How Van Halen Tightened Up Their Act for ‘Live Without a Net’
Released Nov. 24, 1987, the 92-minute video was filmed at Van Halen's Aug. 27, 1986 show at the New Haven Veterans Memorial Coliseum in New Haven, Conn, about two-thirds of the way through the 5150 tour. But before they could even go on the road, Hagar had to help his new band change their performance and production methods.
On the previous tour, the last with David Lee Roth fronting the group, too much of the time was taken up with Roth's stage banter, and it became a point of contention for Eddie Van Halen. "All my solos end with a nod to Al [Van Halen], so I just keep going until I turn around," Eddie said. "I have no idea what's the longest I've gone – about 20 minutes, probably. That's when I started getting ragged on by a certain person: 'Your solo's gettin' too long!' I'd say, 'Fuck you. Your raps are getting longer!' It used to be nothing but talk, man. It was three-fourths talk. But as soon as I got up there to do my solo… he couldn't stop me anyway."
In his book Red: My Uncensored Life in Rock, Hagar wrote that between the instrumentalist's solos and Roth's raps, Alex Van Halen told him they were only performing eight songs a night on the 1984 tour. (According to Setlist.fm, this is a bit of an exaggeration, as they performed 17 songs a night.)

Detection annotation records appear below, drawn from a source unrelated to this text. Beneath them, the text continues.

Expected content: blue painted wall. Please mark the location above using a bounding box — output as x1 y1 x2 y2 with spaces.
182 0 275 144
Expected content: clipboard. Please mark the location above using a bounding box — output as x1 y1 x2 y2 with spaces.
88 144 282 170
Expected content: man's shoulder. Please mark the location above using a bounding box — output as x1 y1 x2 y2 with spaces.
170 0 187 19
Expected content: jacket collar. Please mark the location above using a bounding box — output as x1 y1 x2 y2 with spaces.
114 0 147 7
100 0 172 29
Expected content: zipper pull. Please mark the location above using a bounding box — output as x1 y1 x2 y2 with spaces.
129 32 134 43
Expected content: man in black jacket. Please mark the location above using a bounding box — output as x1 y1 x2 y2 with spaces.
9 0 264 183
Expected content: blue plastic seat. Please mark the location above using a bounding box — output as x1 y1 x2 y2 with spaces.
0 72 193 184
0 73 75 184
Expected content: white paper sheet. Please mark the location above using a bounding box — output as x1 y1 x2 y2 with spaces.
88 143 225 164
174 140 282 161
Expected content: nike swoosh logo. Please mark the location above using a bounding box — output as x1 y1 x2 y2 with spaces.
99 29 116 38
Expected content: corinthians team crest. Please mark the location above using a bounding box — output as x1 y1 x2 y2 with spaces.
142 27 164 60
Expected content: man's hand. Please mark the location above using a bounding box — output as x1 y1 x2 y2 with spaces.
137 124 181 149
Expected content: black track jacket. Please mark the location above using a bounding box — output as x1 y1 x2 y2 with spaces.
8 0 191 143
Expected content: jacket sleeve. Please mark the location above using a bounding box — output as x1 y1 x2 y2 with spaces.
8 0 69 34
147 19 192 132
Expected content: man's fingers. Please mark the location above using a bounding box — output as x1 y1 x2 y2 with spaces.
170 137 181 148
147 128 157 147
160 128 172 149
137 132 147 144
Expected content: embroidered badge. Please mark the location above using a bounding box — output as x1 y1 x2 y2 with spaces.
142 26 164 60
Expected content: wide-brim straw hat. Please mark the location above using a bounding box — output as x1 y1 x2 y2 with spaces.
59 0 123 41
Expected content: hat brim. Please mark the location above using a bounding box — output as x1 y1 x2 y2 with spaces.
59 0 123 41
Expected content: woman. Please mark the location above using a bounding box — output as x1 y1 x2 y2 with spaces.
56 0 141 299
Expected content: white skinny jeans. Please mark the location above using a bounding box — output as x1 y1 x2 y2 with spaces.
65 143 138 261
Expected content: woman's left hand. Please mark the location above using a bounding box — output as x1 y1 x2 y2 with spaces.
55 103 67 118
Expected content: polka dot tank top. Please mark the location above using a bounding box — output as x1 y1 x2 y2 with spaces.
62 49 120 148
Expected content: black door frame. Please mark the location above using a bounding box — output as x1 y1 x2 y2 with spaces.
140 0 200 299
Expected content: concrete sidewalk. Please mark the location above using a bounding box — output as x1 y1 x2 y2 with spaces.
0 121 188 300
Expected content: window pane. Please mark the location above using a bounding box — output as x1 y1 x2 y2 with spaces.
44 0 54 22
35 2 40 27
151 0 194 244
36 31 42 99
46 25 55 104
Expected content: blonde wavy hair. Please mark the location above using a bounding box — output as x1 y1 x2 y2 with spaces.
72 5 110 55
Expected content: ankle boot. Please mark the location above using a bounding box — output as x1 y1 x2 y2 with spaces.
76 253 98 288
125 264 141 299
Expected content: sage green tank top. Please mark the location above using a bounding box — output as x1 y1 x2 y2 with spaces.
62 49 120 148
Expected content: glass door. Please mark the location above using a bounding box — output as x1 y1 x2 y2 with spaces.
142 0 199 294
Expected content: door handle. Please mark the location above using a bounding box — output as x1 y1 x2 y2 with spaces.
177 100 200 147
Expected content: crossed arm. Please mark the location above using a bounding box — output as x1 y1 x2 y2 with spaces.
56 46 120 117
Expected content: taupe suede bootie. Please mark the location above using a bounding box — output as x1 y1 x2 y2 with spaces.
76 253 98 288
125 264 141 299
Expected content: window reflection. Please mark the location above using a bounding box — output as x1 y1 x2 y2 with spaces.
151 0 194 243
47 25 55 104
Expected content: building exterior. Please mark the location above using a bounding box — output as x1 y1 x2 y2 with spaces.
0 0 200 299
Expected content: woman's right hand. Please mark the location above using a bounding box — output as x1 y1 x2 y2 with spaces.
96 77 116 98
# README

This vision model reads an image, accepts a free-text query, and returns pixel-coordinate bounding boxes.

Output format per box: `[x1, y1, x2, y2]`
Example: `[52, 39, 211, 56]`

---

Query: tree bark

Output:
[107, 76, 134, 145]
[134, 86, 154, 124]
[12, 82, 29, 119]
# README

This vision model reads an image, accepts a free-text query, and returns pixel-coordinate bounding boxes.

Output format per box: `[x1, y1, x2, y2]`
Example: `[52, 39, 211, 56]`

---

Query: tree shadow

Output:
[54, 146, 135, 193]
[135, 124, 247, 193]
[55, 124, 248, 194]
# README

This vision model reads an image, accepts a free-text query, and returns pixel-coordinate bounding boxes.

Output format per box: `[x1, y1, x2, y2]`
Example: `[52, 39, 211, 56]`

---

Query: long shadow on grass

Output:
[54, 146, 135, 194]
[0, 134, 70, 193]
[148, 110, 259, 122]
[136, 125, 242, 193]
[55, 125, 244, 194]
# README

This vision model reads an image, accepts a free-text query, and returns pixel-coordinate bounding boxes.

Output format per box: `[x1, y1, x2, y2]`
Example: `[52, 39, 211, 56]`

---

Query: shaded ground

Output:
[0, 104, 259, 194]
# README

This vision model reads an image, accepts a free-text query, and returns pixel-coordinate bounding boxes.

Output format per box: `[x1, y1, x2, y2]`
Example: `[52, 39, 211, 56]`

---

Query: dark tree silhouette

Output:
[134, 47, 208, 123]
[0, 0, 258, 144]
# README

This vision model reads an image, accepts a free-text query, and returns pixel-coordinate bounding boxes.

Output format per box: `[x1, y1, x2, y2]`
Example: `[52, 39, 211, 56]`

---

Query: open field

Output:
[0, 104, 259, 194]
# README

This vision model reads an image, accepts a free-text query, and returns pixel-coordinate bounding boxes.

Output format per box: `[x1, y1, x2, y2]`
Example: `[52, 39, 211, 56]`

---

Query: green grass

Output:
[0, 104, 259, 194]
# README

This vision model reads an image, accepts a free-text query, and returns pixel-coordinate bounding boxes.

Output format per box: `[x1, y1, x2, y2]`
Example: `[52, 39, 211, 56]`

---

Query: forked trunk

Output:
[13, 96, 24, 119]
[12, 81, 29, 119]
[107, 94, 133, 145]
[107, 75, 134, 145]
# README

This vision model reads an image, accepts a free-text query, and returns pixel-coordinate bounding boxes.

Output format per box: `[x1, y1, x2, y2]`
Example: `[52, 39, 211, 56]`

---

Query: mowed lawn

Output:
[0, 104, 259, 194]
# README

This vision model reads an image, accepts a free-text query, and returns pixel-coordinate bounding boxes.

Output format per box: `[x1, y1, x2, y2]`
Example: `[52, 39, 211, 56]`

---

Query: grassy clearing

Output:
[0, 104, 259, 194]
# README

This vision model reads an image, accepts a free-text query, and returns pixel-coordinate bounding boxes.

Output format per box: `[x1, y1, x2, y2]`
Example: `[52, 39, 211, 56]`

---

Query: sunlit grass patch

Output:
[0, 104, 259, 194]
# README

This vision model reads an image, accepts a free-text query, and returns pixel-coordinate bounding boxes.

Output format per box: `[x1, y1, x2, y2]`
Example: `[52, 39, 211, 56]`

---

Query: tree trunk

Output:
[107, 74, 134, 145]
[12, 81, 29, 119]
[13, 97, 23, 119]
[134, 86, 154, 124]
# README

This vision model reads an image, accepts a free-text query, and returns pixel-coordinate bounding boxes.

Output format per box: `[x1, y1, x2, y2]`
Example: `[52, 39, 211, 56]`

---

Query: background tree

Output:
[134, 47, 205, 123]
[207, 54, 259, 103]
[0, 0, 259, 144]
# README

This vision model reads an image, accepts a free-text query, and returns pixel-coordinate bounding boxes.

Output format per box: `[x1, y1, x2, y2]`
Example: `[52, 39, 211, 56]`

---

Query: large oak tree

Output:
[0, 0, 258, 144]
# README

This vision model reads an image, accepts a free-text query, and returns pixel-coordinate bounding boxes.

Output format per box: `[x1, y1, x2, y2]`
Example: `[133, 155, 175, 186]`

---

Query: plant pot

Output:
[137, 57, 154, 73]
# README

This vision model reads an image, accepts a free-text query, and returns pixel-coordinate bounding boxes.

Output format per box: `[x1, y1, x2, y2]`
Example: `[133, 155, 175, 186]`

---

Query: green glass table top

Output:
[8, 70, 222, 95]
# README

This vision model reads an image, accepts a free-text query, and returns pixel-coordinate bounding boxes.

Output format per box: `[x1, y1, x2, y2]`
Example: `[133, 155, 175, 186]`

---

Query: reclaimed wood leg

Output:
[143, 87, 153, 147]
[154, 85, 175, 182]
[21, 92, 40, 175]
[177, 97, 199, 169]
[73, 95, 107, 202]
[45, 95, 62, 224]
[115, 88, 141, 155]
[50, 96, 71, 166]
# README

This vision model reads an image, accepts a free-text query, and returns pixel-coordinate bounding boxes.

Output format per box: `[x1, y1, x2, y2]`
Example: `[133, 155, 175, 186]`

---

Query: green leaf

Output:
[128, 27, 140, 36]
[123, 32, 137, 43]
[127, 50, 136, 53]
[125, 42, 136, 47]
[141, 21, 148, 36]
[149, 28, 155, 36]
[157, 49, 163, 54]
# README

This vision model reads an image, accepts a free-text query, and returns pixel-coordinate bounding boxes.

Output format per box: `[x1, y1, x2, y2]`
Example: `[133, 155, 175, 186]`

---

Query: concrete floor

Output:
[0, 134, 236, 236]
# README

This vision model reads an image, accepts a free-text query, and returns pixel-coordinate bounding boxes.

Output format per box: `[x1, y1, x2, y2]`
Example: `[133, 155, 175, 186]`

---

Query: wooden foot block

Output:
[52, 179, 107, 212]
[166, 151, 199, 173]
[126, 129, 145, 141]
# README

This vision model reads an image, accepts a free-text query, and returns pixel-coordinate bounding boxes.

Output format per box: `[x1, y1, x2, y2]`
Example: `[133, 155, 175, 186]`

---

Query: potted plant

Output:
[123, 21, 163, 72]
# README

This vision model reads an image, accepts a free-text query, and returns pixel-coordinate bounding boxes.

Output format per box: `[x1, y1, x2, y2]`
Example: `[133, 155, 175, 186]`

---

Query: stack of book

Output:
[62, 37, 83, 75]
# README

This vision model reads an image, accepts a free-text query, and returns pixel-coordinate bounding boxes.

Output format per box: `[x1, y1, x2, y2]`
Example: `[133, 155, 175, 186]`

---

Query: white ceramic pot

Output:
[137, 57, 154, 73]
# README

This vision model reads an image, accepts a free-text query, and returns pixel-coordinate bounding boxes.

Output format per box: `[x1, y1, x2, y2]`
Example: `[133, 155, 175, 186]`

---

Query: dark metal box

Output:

Although the solos remained -- the Van Halen brothers and bassist Michael Anthony all had their turn in the spotlight on the tour and on Live Without a Net -- there was, to borrow the phrase from the radio stations, less talk, more rock on the 5150 tour. In addition, Hagar got them to work out some new ways to finish songs, instead of what he called "the classic heavy-metal ending -- four crashes, a crescendo ... one, two three."
Hagar also realized that Van Halen were leaving money on the table by not selling the seats behind the stage. He and manager Ed Leffler designed a cleaner production, with a raised stage and PA system, monitors hidden under the grates and walkways -- all of which allowed them to be seen from everywhere in the arena. The band could sell an extra 2,000 tickets a night and come away with a lot more money.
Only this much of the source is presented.